The Unlimited Marital Deduction and Your Taxes
How the Unlimited Marital Deduction Can Benefit Your Estate
It can pay to tie the knot—at least according to the Internal Revenue Service. The IRS offers an unlimited marital deduction that allows married couples to make unlimited interspousal transfers of property without incurring a tax, either during their lifetimes or after their deaths. The deduction applies to both estate taxes and gift taxes.
Citizenship Counts, Too
All U.S. residents can take this deduction for property transferred to a spouse who is also a U.S. citizen, but the rules change for non-citizen spouses.
The deduction is not allowed if the spouse of the person making the gift is not a U.S. citizen, but the gifting spouse can give them up to $152,000 as of 2018 without incurring gift tax consequences. This amount is indexed for inflation, so it will go up periodically to keep pace with the economy.
Some Other Rules
The unlimited marital deduction is only available until the second spouse dies. If they do not spend or deplete it during their lifetime, the value of the estate may be subject to estate taxes as they pass the property on to their own heirs. If they give the money or property to anyone other than a spouse, they may incur a gift tax.
A surviving spouse can share the unlimited marital deduction with their new spouse, however, if they remarry. They could inherit from the first spouse and gift or leave the property to the second spouse without taxation, but it would be taxed if it were left it to other beneficiaries such as children.

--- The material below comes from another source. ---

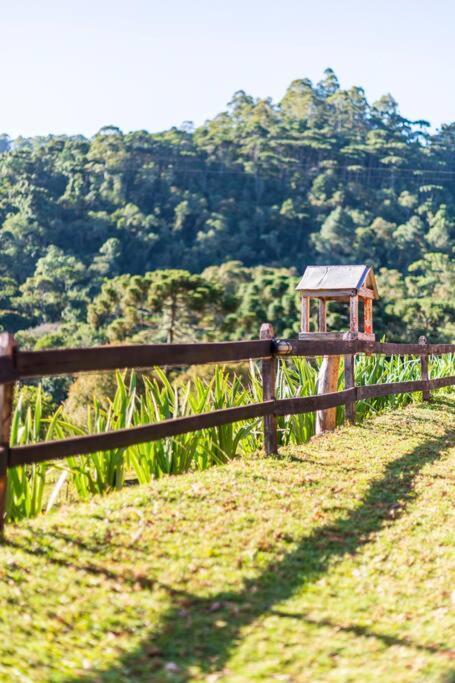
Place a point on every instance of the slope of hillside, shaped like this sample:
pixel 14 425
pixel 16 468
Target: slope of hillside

As of 2018, the estate and gift tax combined exemption was $5.6 million. Property passed over this amount to most individuals or entities other than a spouse is subject to either an estate or gift tax. The IRS additionally overs a $15,000 annual gift tax exclusion. The surviving spouse can give away this much per person per year during their lifetime without incurring a gift tax, regardless of the marital deduction.
The Unlimited Marital Deduction and Living Trusts
All this can require some intricate estate planning because certain living trusts can dodge the usual rules.
If a decedent leaves property for the benefit of their surviving non-citizen spouse in a properly drafted "Qualified Domestic Trust, the "QDOT" will qualify for the deduction.
Property passing into other types of trusts created by one spouse for the benefit of the other also qualifies for the unlimited marital deduction. These include a marital deduction trust or a qualified terminable interest property trust, sometimes called a QTIP trust. This is the "A" Trust in an AB trust plan. Inter vivos qualified terminable interest property trusts, sometimes called inter vivos QTIP trusts, also qualify. These are created for the benefit of a spouse during the trustmaker's lifetime—the spouse who creates the trust.
Estate Taxes at the State Level
States that collect an estate tax of their own also allow for unlimited marital deductions. In states that allow for a state-only QTIP election through the use of an ABC Trust plan, the "A" trust and the "C" trust are QTIP trusts that qualify for the state unlimited marital deduction.